- The Washington Times - Wednesday, August 9, 2017

U.S. Rep. Lou Correa is defending a student painting hanging in his office that depicts the Statue of Liberty wearing a hijab, despite allegations that it violates the separation of church and state.

The painting, which was a fourth-place finalist in the annual student Congressional Art Competition, currently hangs in Mr. Correa’s Santa Ana, California, office. A Claremont-based activist group called We the People Rising recently spoke with the Democrat’s staff, calling the painting’s presence in a congressman’s office “reprehensible” and “more than a little bit insulting,” according to a YouTube video of the meeting posted by the activist group.

In a July letter to Mr. Correa, We the People Rising member Mike McGetrick wrote that attributing a specific religion to the Statue of Liberty is “inaccurate, unprofessional and offensive” and has no place in a government official’s office.
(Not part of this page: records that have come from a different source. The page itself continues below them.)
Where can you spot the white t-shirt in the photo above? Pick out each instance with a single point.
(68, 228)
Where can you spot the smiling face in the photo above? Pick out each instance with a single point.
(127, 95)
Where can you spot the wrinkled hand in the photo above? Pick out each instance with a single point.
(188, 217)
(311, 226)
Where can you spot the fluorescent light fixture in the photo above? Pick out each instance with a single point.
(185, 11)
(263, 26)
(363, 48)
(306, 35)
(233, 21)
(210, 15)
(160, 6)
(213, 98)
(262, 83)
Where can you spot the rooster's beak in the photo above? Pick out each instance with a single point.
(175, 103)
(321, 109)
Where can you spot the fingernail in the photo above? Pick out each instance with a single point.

Mr. Correa said the backlash prompted him to contact the House Office of General Counsel, which told him there was no legal issue with the painting staying put, the Orange County Register reported.

On Tuesday, Mr. Correa announced on Facebook that the painting will remain.
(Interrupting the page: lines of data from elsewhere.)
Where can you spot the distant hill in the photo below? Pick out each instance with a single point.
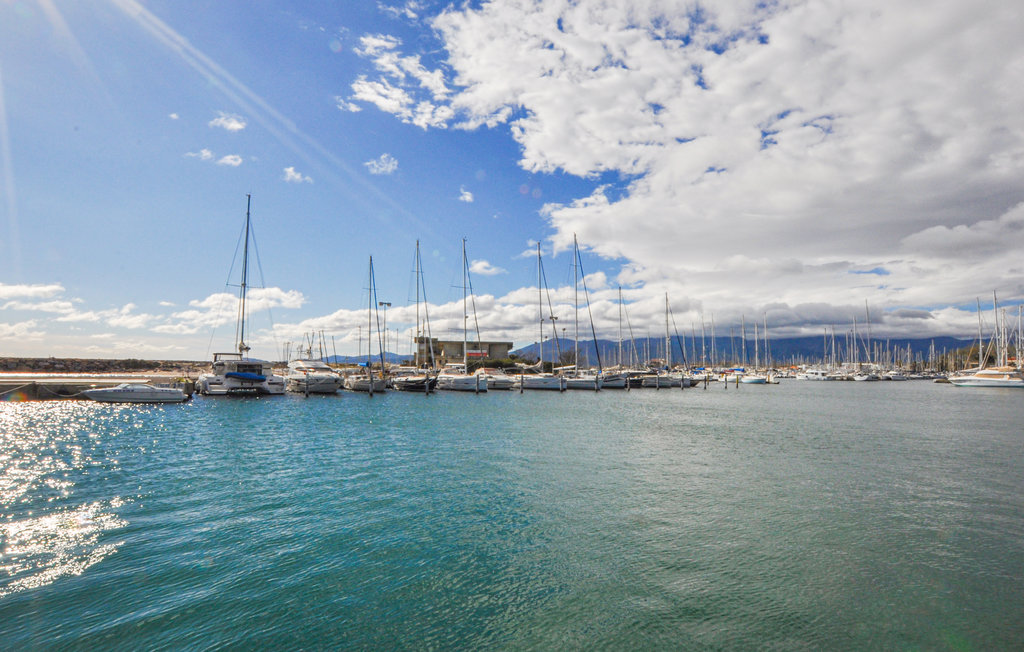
(787, 351)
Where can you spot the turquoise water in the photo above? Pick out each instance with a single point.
(800, 516)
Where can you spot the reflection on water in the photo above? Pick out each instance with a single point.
(45, 449)
(38, 551)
“The Statue of Liberty stands for inclusion, acceptance, and freedom,” the congressman wrote. “The young woman who painted this is trying very hard to show people that she is an American. If I took down her painting, I’d be telling the world her experiences don’t matter and she did something wrong. This is her country too, and she earned that spot on my wall.”

We the People Rising is now reportedly planning a Sept. 11 protest at Mr. Correa’s district office.